The review by HIQA was set up in November 2023 at the request of the then minister for health.

It covered the period between 2020 and 2022.

In September 2023, it emerged publicly that non-EU approved (non-CE marked) metal springs had been surgically implanted into a number of children who underwent spinal surgery at Children's Health Ireland in Temple Street.

This led to concern among the families of the children affected and the wider public.

'Wrong and unacceptable'

In a statement, the HSE said it accepts the report in full, adding that recommendations will be "immediately followed through to implementation and we will also be seeking oversight of how CHI approaches the recommendations specific to them".

HSE Chief Executive Bernard Gloster said that what happened was "wrong and unacceptable".

"Given the role of the HSE in funding CHI, I want to offer a sincere and unequivocal apology to the children and families affected by these issues," he said.

"I will be requesting an early meeting with the Board and Executive of CHI to set out our clear expectations in all matters of governance and oversight."

'Deep disquiet'

Minister for Health Jennifer Carroll MacNeill said the report makes it clear that where parents had put their trust in clinicians to treat their children, this trust was breached.

In a statement, she apologised to the three young children and their families and said the children were not protected from the risk of harm, "as they should have been".
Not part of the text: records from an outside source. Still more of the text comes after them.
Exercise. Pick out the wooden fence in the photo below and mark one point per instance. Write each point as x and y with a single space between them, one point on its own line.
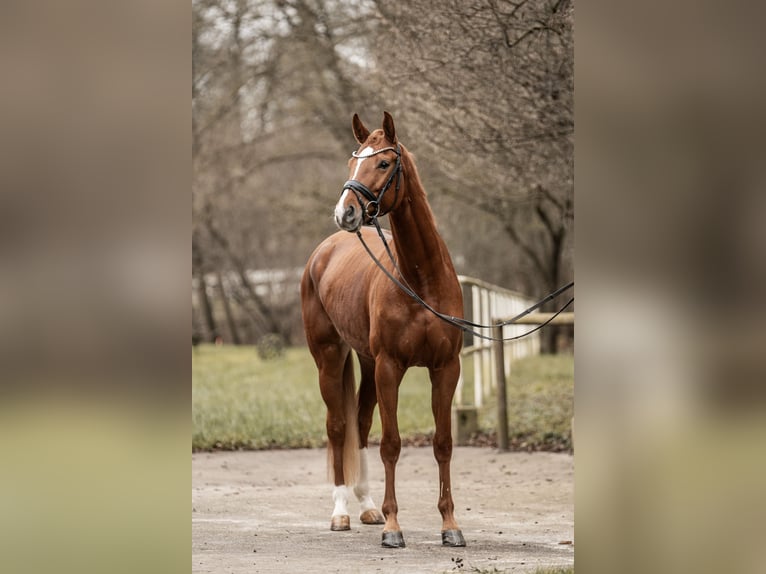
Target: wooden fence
484 303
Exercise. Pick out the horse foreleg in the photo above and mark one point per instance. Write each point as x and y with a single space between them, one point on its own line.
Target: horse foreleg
388 375
369 513
331 372
443 384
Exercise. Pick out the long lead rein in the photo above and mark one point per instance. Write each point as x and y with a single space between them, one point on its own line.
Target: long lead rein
458 322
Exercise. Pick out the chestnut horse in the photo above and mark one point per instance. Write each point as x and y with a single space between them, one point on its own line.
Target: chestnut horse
348 304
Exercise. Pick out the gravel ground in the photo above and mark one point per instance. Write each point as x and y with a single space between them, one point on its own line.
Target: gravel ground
269 511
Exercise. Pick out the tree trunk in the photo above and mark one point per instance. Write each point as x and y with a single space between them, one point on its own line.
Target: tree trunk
227 311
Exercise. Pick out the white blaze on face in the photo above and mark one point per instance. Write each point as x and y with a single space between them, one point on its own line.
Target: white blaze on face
363 155
339 209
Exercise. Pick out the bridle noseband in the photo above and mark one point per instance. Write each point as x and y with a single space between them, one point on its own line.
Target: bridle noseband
360 190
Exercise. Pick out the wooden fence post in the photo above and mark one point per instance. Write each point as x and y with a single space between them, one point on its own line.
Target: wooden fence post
502 404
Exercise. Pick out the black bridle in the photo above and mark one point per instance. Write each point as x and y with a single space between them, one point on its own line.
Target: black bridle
360 190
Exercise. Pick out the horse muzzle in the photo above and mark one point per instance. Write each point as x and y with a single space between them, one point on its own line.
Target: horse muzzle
348 214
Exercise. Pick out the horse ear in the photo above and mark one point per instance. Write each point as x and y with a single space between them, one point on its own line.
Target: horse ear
361 133
388 127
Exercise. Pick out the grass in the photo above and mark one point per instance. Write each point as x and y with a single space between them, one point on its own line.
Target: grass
240 401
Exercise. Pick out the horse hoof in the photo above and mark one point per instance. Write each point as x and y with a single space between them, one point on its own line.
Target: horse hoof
340 523
452 538
393 539
372 516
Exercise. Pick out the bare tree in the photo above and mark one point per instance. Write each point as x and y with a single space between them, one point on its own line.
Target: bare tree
489 86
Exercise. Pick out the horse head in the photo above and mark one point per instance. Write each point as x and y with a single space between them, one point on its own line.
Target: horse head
372 189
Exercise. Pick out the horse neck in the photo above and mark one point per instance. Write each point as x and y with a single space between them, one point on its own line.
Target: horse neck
420 251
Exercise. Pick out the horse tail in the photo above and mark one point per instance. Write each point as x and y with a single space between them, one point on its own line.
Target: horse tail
351 453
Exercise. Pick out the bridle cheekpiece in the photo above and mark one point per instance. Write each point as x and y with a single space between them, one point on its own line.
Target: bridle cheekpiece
360 190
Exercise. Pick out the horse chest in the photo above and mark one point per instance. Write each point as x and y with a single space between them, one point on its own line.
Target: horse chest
417 335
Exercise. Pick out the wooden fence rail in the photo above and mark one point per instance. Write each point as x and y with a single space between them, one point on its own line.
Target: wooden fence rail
501 371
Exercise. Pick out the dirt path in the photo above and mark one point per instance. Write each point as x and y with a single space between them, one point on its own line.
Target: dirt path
269 511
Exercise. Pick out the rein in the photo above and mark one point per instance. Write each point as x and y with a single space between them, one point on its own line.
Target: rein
462 324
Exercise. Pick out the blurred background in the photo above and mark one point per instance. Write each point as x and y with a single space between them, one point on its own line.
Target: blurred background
481 92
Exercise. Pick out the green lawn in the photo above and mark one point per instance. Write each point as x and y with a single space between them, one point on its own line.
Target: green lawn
242 401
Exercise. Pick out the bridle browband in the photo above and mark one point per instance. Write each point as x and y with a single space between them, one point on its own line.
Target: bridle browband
360 190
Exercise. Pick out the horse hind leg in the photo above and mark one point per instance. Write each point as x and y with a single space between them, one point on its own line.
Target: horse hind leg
369 513
388 376
342 436
443 383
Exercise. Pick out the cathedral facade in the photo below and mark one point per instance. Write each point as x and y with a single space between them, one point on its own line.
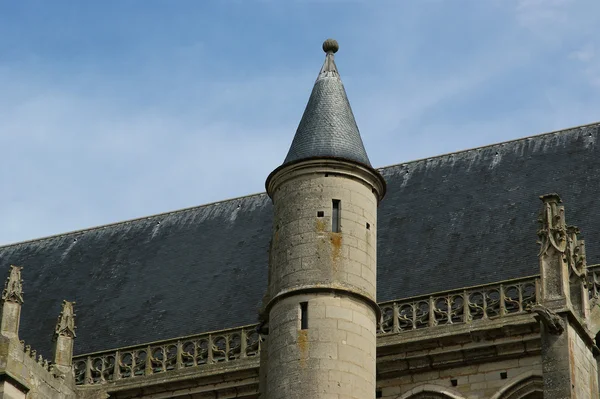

"What happened was wrong, should not have happened and should not have been allowed to happen," she said.

The minister said she met both the CHI's Chief Executive Lucy Nugent and Chairperson Dr Browne yesterday, and said she "made very clear to them my deep disquiet at what happened".

She added: "I note that both CHI and the HSE have accepted the recommendations of this review in their entirety and have already begun to implement them. I also note that they have apologised in full to the patients and families for the failings outlined in this report."